In Table (3), the high and low cutoff frequencies (fH) and low cutoff frequencies (fL) of the modes (1), (2), and (3) are f1H, f1L, f2H, f2L, f3H, and f3L, respectively. It can be seen that there is a relationship as follows.

f1H <f3H <f2H, f1L <f2L <f3L

Summarizing the above relationship, the operation characteristic diagram for each mode can be represented as shown in FIG. 3a shows the operating characteristics of the mode 1, 3b shows the operating characteristics of the mode 3, and 3c shows the operating characteristics of the mode 2. The audio signal passing through the circuit having the characteristics described above is input to the audio signal output circuit 6 after the signal level is adjusted by the variable resistor 5.

On the other hand, the operation of the light emitting diodes D1 and D2 indicating the operation state of the present invention, when the mode (1) operation in Figure 3 (a) control signal output terminal (01) = control signal output terminal (02) = Since it is "low", the light emitting diodes D1 and D2 are "off".

In mode 2 operation, the control signal output terminal (01) is "high" and the control signal output terminal (02) is "low", so that the transistor Q5 is "on" and the light emitting diode (D1) is "on".

In the three-mode operation, since the control signal output terminal (01) is "low" and the control signal output terminal (02) is "high", the transistor Q6 is "on" and the light emitting diode D2 is "on".

As described above, the present invention has an advantage of allowing the user to arbitrarily select a desired frequency characteristic by allowing the high and low frequency to be changed externally.

Claims (4)

In the luminance frequency adjustment circuit, a control unit 4 for outputting a control signal for each mode as the pulse signal is input by a user's operation, and is switched in accordance with the control signal of the control unit 4, and the voice signal input unit ( 1) the high frequency cut-off frequency adjusting part 2 for adjusting the high frequency cut-off frequency range of the predetermined voice signal passing through the control unit; and the predetermined frequency passed through the high frequency cut-off frequency fixing part 2 by switching according to the control signal of the control part 4; A low frequency cut-off frequency adjusting part 3 for adjusting a low frequency cut-off frequency range of a voice signal, and a voice signal whose frequency range is adjusted by the high frequency cut-off frequency fixing part 2 and the low cut-off frequency adjusting part 3 are input to the user.
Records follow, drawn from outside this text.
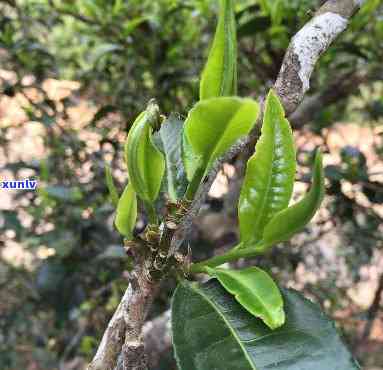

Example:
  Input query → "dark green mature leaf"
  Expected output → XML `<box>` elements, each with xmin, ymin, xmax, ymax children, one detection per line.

<box><xmin>105</xmin><ymin>164</ymin><xmax>119</xmax><ymax>207</ymax></box>
<box><xmin>159</xmin><ymin>114</ymin><xmax>187</xmax><ymax>202</ymax></box>
<box><xmin>238</xmin><ymin>90</ymin><xmax>296</xmax><ymax>246</ymax></box>
<box><xmin>172</xmin><ymin>280</ymin><xmax>359</xmax><ymax>370</ymax></box>
<box><xmin>184</xmin><ymin>97</ymin><xmax>259</xmax><ymax>179</ymax></box>
<box><xmin>114</xmin><ymin>183</ymin><xmax>137</xmax><ymax>239</ymax></box>
<box><xmin>263</xmin><ymin>150</ymin><xmax>324</xmax><ymax>247</ymax></box>
<box><xmin>125</xmin><ymin>103</ymin><xmax>165</xmax><ymax>203</ymax></box>
<box><xmin>200</xmin><ymin>0</ymin><xmax>237</xmax><ymax>100</ymax></box>
<box><xmin>206</xmin><ymin>267</ymin><xmax>285</xmax><ymax>329</ymax></box>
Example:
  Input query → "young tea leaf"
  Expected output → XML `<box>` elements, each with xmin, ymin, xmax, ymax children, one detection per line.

<box><xmin>183</xmin><ymin>97</ymin><xmax>259</xmax><ymax>180</ymax></box>
<box><xmin>159</xmin><ymin>114</ymin><xmax>187</xmax><ymax>202</ymax></box>
<box><xmin>125</xmin><ymin>103</ymin><xmax>165</xmax><ymax>203</ymax></box>
<box><xmin>238</xmin><ymin>90</ymin><xmax>296</xmax><ymax>247</ymax></box>
<box><xmin>206</xmin><ymin>267</ymin><xmax>285</xmax><ymax>329</ymax></box>
<box><xmin>105</xmin><ymin>164</ymin><xmax>119</xmax><ymax>207</ymax></box>
<box><xmin>171</xmin><ymin>279</ymin><xmax>360</xmax><ymax>370</ymax></box>
<box><xmin>114</xmin><ymin>182</ymin><xmax>137</xmax><ymax>239</ymax></box>
<box><xmin>263</xmin><ymin>150</ymin><xmax>324</xmax><ymax>247</ymax></box>
<box><xmin>200</xmin><ymin>0</ymin><xmax>237</xmax><ymax>100</ymax></box>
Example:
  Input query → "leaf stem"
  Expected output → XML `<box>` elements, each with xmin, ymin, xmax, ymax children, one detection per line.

A variable resistor 5 capable of varying the signal level, a state indicator 7 for classifying and displaying the output states of the control unit 4 for each mode, and adjusting the high frequency cutoff frequency by a user. Routine frequency adjustment, characterized in that consisting of a routing switch (SW1) that can select the original sound or the frequency control sound since the connection of the output terminal of the output section and the output terminal of the low-pass cut-off frequency adjusting section (3) Circuit. The high frequency cut-off frequency adjusting part 2 adjusts the high frequency cut-off frequency range according to the switching of the first switching means and the switching of the first switching means. A circuit comprising: a high frequency cutoff frequency range adjusting means. 2. The low switching frequency adjusting unit (32) according to claim 1, wherein the low switching frequency adjusting unit (32) adjusts the low switching frequency range in response to switching of the second switching means and the second switching means switched in response to a control signal input from the control unit (4). And a low pass frequency range adjusting means. According to claim 1, wherein the control unit 4 is composed of a controller power switch (SW2) that is opened and closed by a user and a counter (P1) for outputting a predetermined control signal by the opening and closing operation of the controller power switch (SW2). Circuit characterized in that.